When treatment effects are homogeneous (either conditionally or unconditionally), the effect of treatment a vs. b can be obtained by combining the effect of treatment a vs. c with the effect of treatment c vs. b. For example, in any studies s, \(s^{\prime }\) and \(s^{\prime \prime }\) in which treatment pairs (ab), (bc), and (ac) are administered, respectively, if treatment effects, defined as in (1), are unconditionally homogeneous, \(E(Y(s,a) - Y(s,b) \mid S = s) = E(Y(s^{\prime }, a) - Y(s^{\prime }, c) \mid S = s^{\prime }) + E(Y(s^{\prime \prime }, c) - Y(s^{\prime \prime }, b) \mid S = s^{\prime \prime })\). When treatment effects are heterogeneous, this is no longer the case. More generally, letting \(\tau (a,b)\) denote the average of the a vs b treatment effects over the set of studies C(ab) in which both treatments a and b are administered, with \(\tau (a,c)\), C(ac), \(\tau (b,c)\) and C(bc) defined analogously, unless \(C(a,b) = C(a,c) = C(b,c)\), in general \(\tau (a,b) \ne \tau (a,c) + \tau (c,b)\) when heterogeneity is present. This phenomenon, termed incoherence (Lumley, 2002) or inconsistency (Higgins et al., 2012), has motivated researchers to develop models for detecting and accounting for this situation. Although heterogeneity does not imply incoherence, incoherence nevertheless stems from the sources of heterogeneity identified here, as homogeneity implies coherence. As Higgins et al. (2012) point out, when incoherence is detected in a network meta-analysis, it is not entirely clear how the analysis should subsequently proceed.
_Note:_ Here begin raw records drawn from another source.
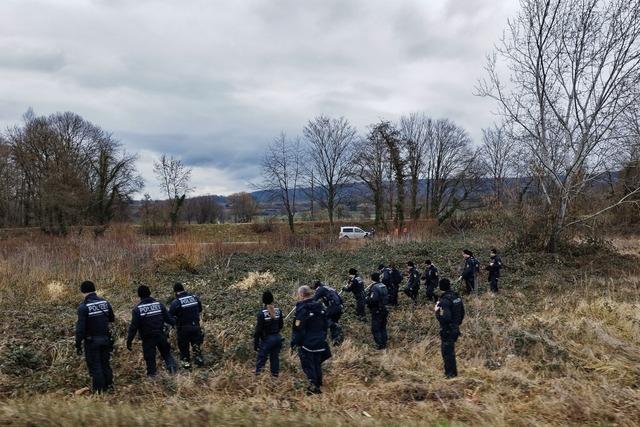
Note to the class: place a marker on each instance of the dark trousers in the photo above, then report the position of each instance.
(360, 307)
(270, 347)
(311, 363)
(393, 293)
(97, 354)
(470, 284)
(448, 350)
(335, 329)
(493, 282)
(379, 327)
(431, 293)
(149, 346)
(190, 337)
(412, 293)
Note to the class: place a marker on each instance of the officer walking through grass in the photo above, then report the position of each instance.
(413, 282)
(92, 329)
(148, 319)
(469, 271)
(430, 277)
(186, 309)
(376, 299)
(449, 311)
(309, 337)
(267, 340)
(494, 267)
(355, 285)
(333, 303)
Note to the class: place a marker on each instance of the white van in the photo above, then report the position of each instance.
(352, 232)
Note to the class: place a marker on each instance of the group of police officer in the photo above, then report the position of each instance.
(317, 316)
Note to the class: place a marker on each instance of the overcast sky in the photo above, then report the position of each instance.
(213, 82)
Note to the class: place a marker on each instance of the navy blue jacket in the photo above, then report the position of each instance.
(377, 297)
(148, 319)
(186, 309)
(311, 333)
(494, 270)
(356, 285)
(267, 325)
(94, 316)
(430, 276)
(451, 311)
(470, 268)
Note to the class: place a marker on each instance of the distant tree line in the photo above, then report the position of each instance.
(62, 170)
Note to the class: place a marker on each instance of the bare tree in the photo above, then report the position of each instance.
(330, 147)
(497, 155)
(574, 66)
(390, 136)
(281, 171)
(451, 171)
(370, 165)
(174, 178)
(414, 130)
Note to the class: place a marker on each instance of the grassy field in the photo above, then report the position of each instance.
(560, 345)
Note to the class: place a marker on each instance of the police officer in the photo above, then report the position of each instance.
(469, 271)
(186, 309)
(148, 319)
(386, 278)
(92, 327)
(309, 337)
(449, 311)
(333, 303)
(266, 338)
(413, 282)
(376, 299)
(356, 286)
(430, 277)
(494, 267)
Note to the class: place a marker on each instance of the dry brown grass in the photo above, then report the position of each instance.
(560, 345)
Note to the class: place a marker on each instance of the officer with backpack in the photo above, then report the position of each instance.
(469, 271)
(494, 267)
(449, 311)
(309, 337)
(386, 278)
(92, 328)
(267, 340)
(186, 309)
(376, 299)
(430, 277)
(413, 282)
(355, 285)
(333, 303)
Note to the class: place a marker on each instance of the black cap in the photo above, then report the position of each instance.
(144, 291)
(267, 298)
(87, 287)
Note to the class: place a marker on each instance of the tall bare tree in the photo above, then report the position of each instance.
(414, 130)
(497, 154)
(281, 172)
(574, 65)
(330, 148)
(175, 181)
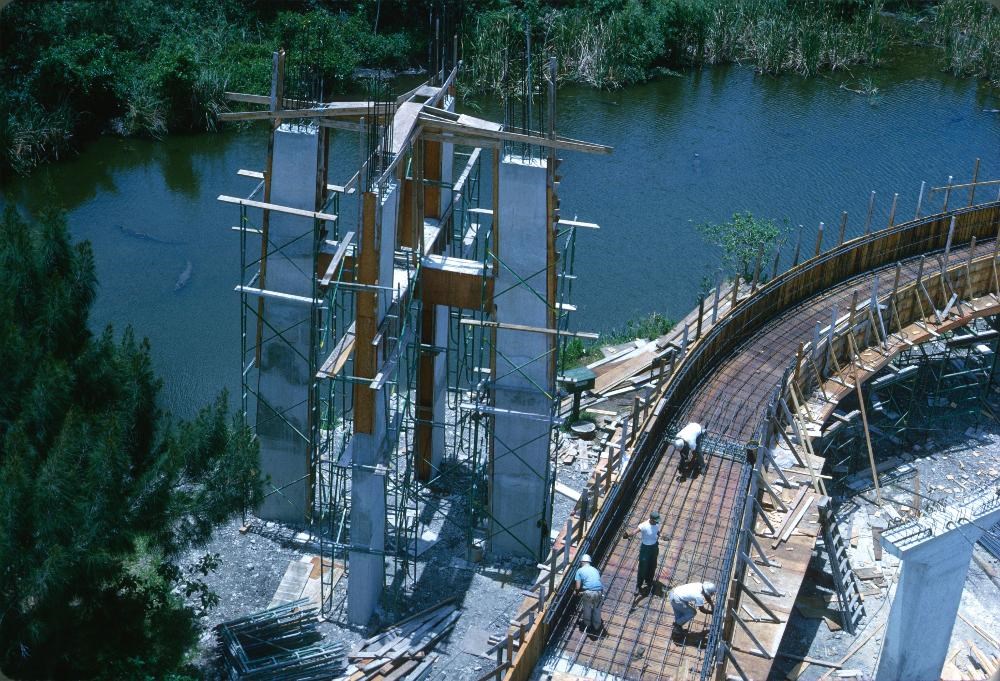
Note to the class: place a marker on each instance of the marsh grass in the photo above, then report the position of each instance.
(624, 46)
(969, 33)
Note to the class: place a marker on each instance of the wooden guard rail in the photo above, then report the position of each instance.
(683, 368)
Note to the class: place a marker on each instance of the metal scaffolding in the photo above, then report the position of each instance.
(338, 326)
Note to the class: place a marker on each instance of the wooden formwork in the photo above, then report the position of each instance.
(725, 379)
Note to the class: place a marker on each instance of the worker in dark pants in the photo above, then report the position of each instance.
(688, 441)
(648, 551)
(591, 590)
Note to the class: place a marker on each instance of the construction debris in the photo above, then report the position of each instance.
(279, 644)
(401, 653)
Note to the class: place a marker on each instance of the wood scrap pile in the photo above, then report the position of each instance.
(402, 652)
(282, 643)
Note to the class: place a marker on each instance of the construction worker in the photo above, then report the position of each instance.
(688, 439)
(591, 590)
(686, 598)
(648, 551)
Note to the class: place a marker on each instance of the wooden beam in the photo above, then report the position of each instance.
(277, 295)
(530, 329)
(331, 111)
(338, 257)
(456, 282)
(503, 135)
(365, 354)
(276, 208)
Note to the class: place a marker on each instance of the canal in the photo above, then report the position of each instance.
(690, 148)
Although that is not of concern herein, as we have accounted for heterogeneity in the unconditional effects using covariates, we believe our framework might be used to give some guidance on how to handle incoherence more generally when this phenomenon is encountered, and in future research we intend to examine this issue further.

Although the construction of our framework is guided by the case of meta-analysis, the framework will also be applicable to other types of multi-level data structures, as when an experiment is administered at different sites, students are observed in different classrooms and schools, and respondents live in different neighborhoods. This would also appear to be a fruitful area for further work.